De volta à Europa para tomar posse do cargo de superior geral dos padres do Espírito Santo, esforcei-me por manter os valores essenciais da formação sacerdotal. Devo confessar que já nessa época, no começo dos anos 60, a pressão era tal, as dificuldades tão consideráveis que eu não pude obter o resultado que desejava; não podia manter o seminário francês de Roma, colocado sob a autoridade de nossa congregação na boa linha que era a sua quando nós mesmos aí estávamos, entre 1920 e 1930. Eu me demiti em 1968 para não avalizar a reforma empreendida pelo capítulo geral num sentido contrário ao da tradição católica. Antes já desta data, eu recebia numerosos apelos, de famílias e de sacerdotes perguntando-me para que lugares de formação dirigir os jovens que desejavam tornar-se padres. Confesso que estava muito hesitante. Exonerado de minhas responsabilidades e quando cogitava em retirar-me, pensei na universidade de Friburgo, na Suíça, ainda orientada e dirigida pela doutrina tomista. O bispo, Dom Charrière me recebeu de braços abertos, aluguei uma casa e acolhemos nove seminaristas que seguiam os cursos na universidade e levavam no resto do tempo, uma verdadeira vida de seminário. Eles muito depressa manifestaram o desejo de continuar, no futuro, a trabalhar juntos e, depois de refletir, fui perguntar a Dom Charrière se ele aceitava assinar um decreto de fundação duma “Fraternidade”. Aprovou os seus estatutos e assim nasceu, a 1° de novembro de 1970, a “Fraternidade Sacerdotal de São Pio X”.
Estávamos erigidos canonicamente na diocese de Friburgo.
Estes pormenores são importantes, vós ireis vê-lo.
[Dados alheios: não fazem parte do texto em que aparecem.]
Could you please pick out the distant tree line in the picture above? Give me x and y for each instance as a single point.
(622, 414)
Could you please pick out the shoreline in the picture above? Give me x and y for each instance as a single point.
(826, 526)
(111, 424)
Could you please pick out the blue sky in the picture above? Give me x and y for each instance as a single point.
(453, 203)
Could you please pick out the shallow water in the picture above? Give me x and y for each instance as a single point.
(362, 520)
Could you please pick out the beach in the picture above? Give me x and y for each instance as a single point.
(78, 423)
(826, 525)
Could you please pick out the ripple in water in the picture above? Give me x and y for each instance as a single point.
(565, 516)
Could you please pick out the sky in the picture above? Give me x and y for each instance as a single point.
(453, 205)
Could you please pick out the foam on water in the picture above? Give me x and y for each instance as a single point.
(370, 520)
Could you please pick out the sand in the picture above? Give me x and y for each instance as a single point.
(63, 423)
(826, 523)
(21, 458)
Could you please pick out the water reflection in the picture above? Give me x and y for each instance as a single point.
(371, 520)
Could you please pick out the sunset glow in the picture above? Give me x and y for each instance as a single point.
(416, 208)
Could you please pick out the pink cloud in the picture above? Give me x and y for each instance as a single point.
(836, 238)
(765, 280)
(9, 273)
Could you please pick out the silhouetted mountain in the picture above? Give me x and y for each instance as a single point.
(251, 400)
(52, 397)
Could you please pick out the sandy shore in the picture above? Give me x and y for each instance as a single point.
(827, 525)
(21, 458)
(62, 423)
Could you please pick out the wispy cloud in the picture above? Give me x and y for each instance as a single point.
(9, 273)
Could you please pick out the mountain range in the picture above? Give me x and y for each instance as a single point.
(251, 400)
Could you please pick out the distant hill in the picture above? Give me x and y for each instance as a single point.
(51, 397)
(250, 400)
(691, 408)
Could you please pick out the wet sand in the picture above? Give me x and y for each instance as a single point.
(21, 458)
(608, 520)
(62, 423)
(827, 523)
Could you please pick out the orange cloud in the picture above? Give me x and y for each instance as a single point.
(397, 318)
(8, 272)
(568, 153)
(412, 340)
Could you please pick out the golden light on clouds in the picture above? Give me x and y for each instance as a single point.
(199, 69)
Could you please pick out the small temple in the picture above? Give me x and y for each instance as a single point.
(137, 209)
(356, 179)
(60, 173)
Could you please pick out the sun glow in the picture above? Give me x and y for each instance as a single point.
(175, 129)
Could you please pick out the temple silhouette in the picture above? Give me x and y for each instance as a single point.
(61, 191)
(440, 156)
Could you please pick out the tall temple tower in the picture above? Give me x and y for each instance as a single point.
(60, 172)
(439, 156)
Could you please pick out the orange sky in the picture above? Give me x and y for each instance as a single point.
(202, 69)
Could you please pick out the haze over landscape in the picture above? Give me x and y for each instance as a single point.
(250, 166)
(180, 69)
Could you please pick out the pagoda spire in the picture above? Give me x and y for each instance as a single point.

Um bispo tem o direito, canonicamente, de erigir em sua diocese associações que Roma pelo próprio fato reconhece. A tal ponto que se um bispo, sucessor do primeiro, desejar suprimir esta associação, ele não o pode fazer sem recorrer a Roma. A autoridade romana protege o que fez o primeiro bispo, afim de que as associações não estejam submetidas a uma precariedade que seria nociva ao seu desenvolvimento. Assim o quer o direito da Igreja1.
A Fraternidade sacerdotal de São Pio X é por conseguinte reconhecida por Roma dum modo inteiramente legal, ainda que sendo de direito diocesano, e não de direito pontifício, o que não é indispensável. Existem centenas de congregações religiosas de direito diocesano que têm casas no mundo inteiro.
Quando a Igreja aceita uma fundação, uma associação diocesana, ela aceita que esta forme seus membros, se é uma congregação religiosa, ela aceita que haja um noviciado, uma casa de formação. Para nós são os seminários. A 18 de fevereiro de 1971, o cardeal Wright, prefeito da Congregação do clero, me enviara uma carta de encorajamento em que ele se mostrava tranquilizado de que a Fraternidade ”poderia muito bem concordar com o fim visado pelo concílio neste santo Dicastério em vista da distribuição do clero no mundo”. E não obstante, em novembro de 1972 se falava na assembléia plenária do episcopado francês, em Lourdes, de “seminário selvagem”, sem que nenhum dos bispos presentes, necessariamente a par da situação jurídica do seminário de Ecône, protestasse.
Por que nos consideravam como selvagens? Porque nós não dávamos a chave da casa aos seminaristas para que eles pudessem sair todas as noites a seu gosto, porque não os fazíamos ver a televisão de oito a onze horas, porque não usavam “col roulé” e assistiam à missa todas as manhãs em lugar de ficarem na cama até a primeira aula.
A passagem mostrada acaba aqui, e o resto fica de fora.